Ethan Nadelmann, founder and executive director of the Drug Policy Alliance, directly challenged Hale’s mission. “I personally regard the war on drugs as essentially a fundamental evil in our society and in global society,” he said. “I think that that policy, which evolved over the last 100 years or so around the world with the U.S. government as the principal proselytizer and enforcer of a global drug-prohibition regime, has generated immense harm, immense death and suffering and crime and organized crime and violence all around the world.”
Nadelmann pointed to the U.S. incarceration rate — the highest in the world — as evidence that drug prohibition has had a negative effect on society. “Ending marijuana prohibition would be a huge step forward in injecting a level of sanity into our drug-policy debates,” he said.
The third panelist, Mark Kleiman, professor of public policy and director of the Drug Policy Analysis Program at the UCLA School of Public Affairs, countered that cocaine and heroin are the biggest causes of crime and violence among illegal drugs, not marijuana. He also noted that alcohol should be included in the discussion, despite its current status as a legal intoxicant.
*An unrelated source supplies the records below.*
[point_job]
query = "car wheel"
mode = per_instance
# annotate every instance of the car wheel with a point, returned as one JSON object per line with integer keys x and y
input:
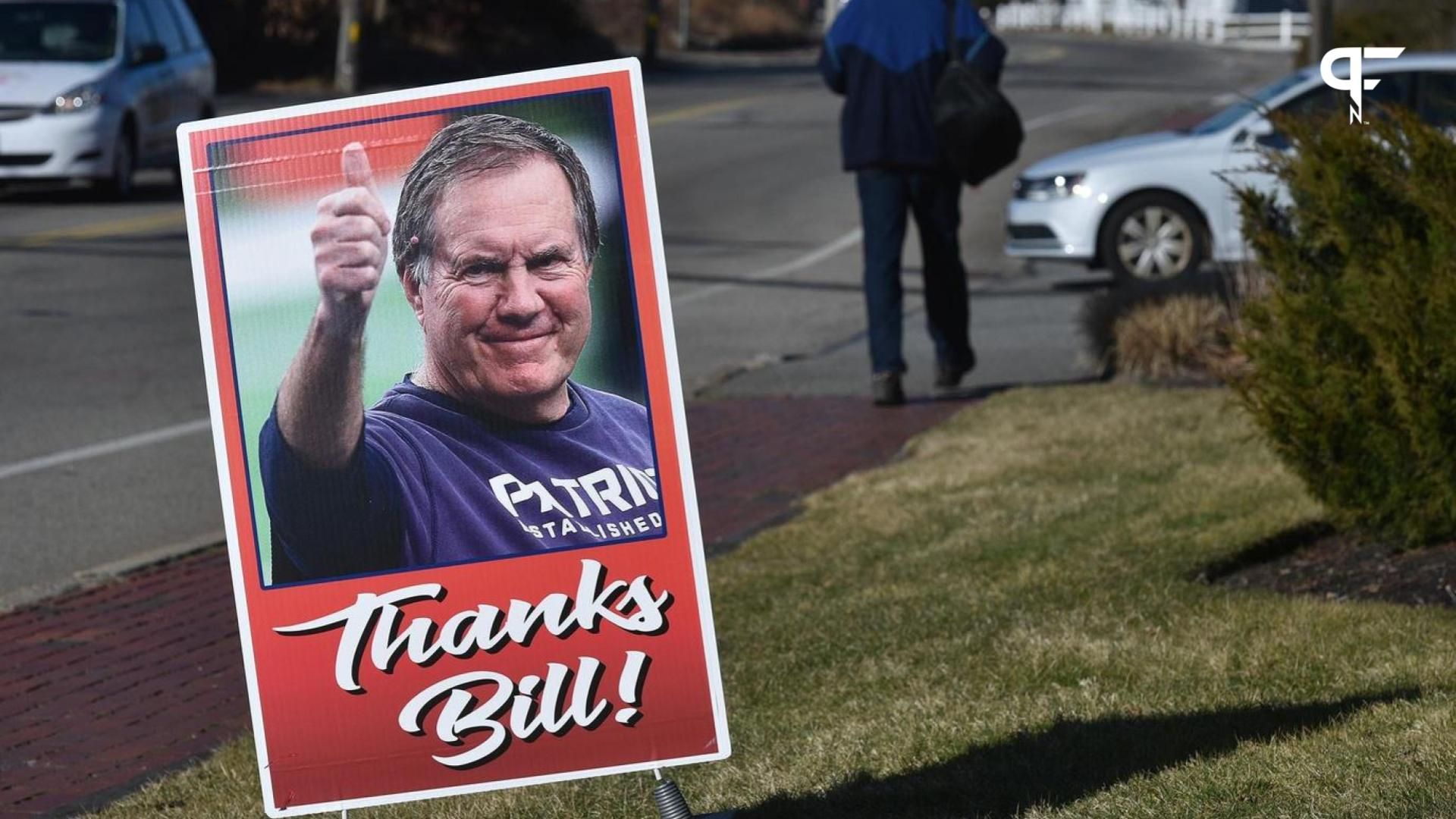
{"x": 123, "y": 164}
{"x": 1153, "y": 237}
Kleiman listed three sets of problems related to drugs: drug abuse/ dependency, drug-related crime, and incarceration for drug offenses. He proposed a number of steps that he said would limit the damage caused by all three. The authorities need to break up known drug markets and enforce swift and predictable punishment for repeat/chronic users. “The general formula for reducing crime and incarceration,” Kleiman said, is “to apply the minimum effective dose of punishment.”
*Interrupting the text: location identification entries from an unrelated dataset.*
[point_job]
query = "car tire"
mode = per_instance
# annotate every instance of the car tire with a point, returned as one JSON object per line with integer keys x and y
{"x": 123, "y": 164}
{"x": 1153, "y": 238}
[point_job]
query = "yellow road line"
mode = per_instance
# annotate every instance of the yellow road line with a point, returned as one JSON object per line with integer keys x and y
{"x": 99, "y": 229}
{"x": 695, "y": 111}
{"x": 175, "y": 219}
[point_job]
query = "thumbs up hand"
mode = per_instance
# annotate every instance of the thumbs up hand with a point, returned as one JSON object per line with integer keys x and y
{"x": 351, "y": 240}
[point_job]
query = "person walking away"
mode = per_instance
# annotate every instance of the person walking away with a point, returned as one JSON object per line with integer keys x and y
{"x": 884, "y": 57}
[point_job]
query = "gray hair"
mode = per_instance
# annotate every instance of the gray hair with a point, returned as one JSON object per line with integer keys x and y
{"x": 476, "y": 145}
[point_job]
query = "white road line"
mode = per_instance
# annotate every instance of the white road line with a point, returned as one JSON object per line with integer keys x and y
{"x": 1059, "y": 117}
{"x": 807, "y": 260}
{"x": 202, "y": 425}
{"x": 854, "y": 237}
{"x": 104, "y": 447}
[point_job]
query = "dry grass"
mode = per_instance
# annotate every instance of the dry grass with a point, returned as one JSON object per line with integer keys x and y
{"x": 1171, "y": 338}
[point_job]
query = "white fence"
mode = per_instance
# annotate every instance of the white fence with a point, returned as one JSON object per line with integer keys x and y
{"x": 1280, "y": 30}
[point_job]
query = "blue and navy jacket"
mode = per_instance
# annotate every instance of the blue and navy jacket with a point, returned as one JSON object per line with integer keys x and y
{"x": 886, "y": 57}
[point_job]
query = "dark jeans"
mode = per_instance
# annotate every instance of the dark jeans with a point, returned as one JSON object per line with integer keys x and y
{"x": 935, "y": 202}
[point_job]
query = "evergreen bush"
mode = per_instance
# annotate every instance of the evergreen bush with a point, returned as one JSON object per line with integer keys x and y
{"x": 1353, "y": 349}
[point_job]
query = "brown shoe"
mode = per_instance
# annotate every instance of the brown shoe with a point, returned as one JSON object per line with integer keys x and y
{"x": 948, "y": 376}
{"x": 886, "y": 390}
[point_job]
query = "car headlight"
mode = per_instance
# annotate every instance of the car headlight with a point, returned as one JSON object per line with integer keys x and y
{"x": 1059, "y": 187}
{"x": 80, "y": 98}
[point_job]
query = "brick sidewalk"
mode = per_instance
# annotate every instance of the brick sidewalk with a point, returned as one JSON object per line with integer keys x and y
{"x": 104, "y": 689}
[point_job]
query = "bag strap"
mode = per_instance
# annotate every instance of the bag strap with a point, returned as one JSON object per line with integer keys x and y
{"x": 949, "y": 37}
Nadelmann conceded that “there are innovations short of legalization that can help,” but maintained “prison and incarceration need to be the last resort, not the first.” Criminal sanctions, Nadelmann said, “are supposed to reflect a moral consensus,” like laws criminalizing rape, murder and theft. He cited polling data that show roughly 40 percent of Americans favor legalizing marijuana. When large segments of the population oppose a law, Nadelmann said, it delegitimizes government and the law.
The DEA’s Hale said that drug producers respond to demand. In the U.S., they have a big consumer base that offers the prospect of huge profits. Today’s traffickers smuggle marijuana, cocaine, heroin and methamphetamines, but 80 years ago it was liquor, he noted. Hale also explained the transition from an almost-exclusively Colombian network of transportation and distribution in the 1980s to the current situation in which Mexican traffickers control the business.
Kleiman concluded the discussion with a strategic view tempered by realism. The problem of illegal drugs entering the country should not be seen as fighting a war, he said, but rather as a kind of flood-control effort. “We have to ask,” he said, “What is the least-destructive channel through which that quantity of drugs could flow into the U.S.?”
The event was organized by the Baker Institute’s Drug Policy Program and the Latin American Initiative.